Photographs courtesy of the artist
During her residency in Berlin, Stanzie Tooth produced a two-person exhibition with Jessica Groome (2011 Plaskett Award Recipient), who relocated to Berlin. That exhibition, called “The blue form folds in two“, was a collaborative installation and a site-specific response to studio at Institut für Alles Mögliche: Kanzlei.
Stanzie also produced “The Distance of the Moon“, a solo exhibition for General Hardware Contemporary in 2017, which was comprised of the work she made during her Plaskett year and had to do with the idea of displacement and travel.
Julie Trudel – 2013 Recipient
I am especially happy to receive the Plaskett Award in painting. First, because it’s a painting prize. I am convinced that painting, especially abstract painting, is a very relevant medium to investigate some aspects of the world we live in. The practice of painting requires long lasting patience, attention, and a willingness to stay away from clichéd images. In many aspects this is extremely different from the way things go today.
Standing in front of a painting is a special experience: we are looking at an image, yet we are looking at a handmade object. Another human being has tried to communicate some idea through it. We should walk toward the painting and be open to engage with it, with our senses and our mind. It is something I love.
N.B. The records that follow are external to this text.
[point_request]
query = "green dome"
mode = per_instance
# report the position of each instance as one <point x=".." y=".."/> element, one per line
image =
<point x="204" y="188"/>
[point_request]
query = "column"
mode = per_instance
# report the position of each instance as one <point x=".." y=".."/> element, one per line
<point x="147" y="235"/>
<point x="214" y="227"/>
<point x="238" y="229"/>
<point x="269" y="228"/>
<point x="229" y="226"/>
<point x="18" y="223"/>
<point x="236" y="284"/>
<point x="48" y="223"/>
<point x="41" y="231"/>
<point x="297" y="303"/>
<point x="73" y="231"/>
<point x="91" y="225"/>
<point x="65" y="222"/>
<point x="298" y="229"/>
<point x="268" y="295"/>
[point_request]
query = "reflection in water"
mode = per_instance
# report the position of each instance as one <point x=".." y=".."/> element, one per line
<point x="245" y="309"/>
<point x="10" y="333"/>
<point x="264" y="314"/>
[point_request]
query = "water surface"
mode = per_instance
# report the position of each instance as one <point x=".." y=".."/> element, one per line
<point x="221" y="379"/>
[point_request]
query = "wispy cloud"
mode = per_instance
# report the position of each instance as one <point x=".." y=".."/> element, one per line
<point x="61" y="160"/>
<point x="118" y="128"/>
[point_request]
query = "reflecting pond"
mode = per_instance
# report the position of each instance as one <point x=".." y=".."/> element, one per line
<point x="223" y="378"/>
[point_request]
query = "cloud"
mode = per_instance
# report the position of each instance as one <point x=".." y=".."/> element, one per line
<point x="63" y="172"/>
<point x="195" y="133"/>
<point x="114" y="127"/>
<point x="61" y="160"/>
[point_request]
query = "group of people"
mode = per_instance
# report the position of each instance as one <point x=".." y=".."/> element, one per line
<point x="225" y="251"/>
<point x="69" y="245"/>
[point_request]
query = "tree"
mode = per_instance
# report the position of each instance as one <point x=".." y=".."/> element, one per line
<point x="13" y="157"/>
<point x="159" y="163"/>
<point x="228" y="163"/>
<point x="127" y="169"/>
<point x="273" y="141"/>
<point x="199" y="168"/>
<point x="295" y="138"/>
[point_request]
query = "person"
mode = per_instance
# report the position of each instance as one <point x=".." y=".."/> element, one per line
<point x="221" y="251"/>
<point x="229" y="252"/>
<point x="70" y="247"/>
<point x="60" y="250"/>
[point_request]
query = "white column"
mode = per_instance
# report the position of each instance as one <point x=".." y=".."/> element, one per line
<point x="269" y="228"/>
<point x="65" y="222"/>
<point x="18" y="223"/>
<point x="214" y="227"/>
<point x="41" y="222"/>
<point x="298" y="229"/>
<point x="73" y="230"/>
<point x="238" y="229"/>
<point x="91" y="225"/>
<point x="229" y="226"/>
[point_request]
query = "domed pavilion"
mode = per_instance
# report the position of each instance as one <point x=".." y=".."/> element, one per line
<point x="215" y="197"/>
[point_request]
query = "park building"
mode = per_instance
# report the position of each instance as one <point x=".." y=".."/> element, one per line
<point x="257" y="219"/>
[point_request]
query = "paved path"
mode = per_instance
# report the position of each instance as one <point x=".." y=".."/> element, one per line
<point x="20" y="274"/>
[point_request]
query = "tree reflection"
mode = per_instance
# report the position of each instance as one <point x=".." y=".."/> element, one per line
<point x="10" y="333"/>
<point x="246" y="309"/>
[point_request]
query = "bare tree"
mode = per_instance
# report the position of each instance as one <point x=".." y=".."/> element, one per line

Winning the Plaskett Award will give me the opportunity to spend a full year in Berlin doing those things I love: to go to the studio every day to paint, discover the work of other artists and meet with very committed artists. This is an amazing gift.
That’s why I would like to thank the Joe Plaskett Foundation and the Royal Canadian Academy of Arts, and especially the members of this year’s jury: senior artists Ben Reeves, Renée Van Halm and Robert Youds. I am the 10th emerging artist to receive the award and I am proud to join a list of serious painters. I also warmly thank Landon Mackenzie who coordinates the award with a great generosity, giving time as well as generous advice without counting.
Finally, I would like to say how important taking my MFA at the Université du Québec à Montréal was in the development of my young painting practice. I found there excellent teachers, conceptual rigour and a spirit of collaboration and generosity among the students.
Nam Nguyen – 2008 Plaskett Award Recipient
John Vogel (Joe Plaskett Foundation) once asked if the award had the transformational effect Joseph had hoped for.
I would have to say…already I am a different person, a different artist, and more confident about my point of view as an artist after being expose to so much…to the point of over stimulation. And it’s not even over yet! My work has changed and I think that a huge part of it has not only been being able to learn from seeing art, but having time to think and just make things without the pressure of “real” life. So yeah! I think the Plaskett formula for transformation is a resounding success!
I found that the award could be more accurately described as a post-graduate independent research residency, similar to any post-graduate or post-doctoral research of other disciplines. In the time I have spent here, I have visited fifteen cities, and I am guessing over 40 Museums and art institutions. I have made strides in my drawing, photography and video art practice that will nourish my painting practice many years into the future. And best of all, I have found a kind of artistic home in Europe being in the city of Berlin.
In short, my research was full of discovery and surprise in being exposed to works of art that showed me different ways of seeing as much as it taught me about who I am as an artist.
I think “transformational” would definitely be the right adjective for the effect of this award.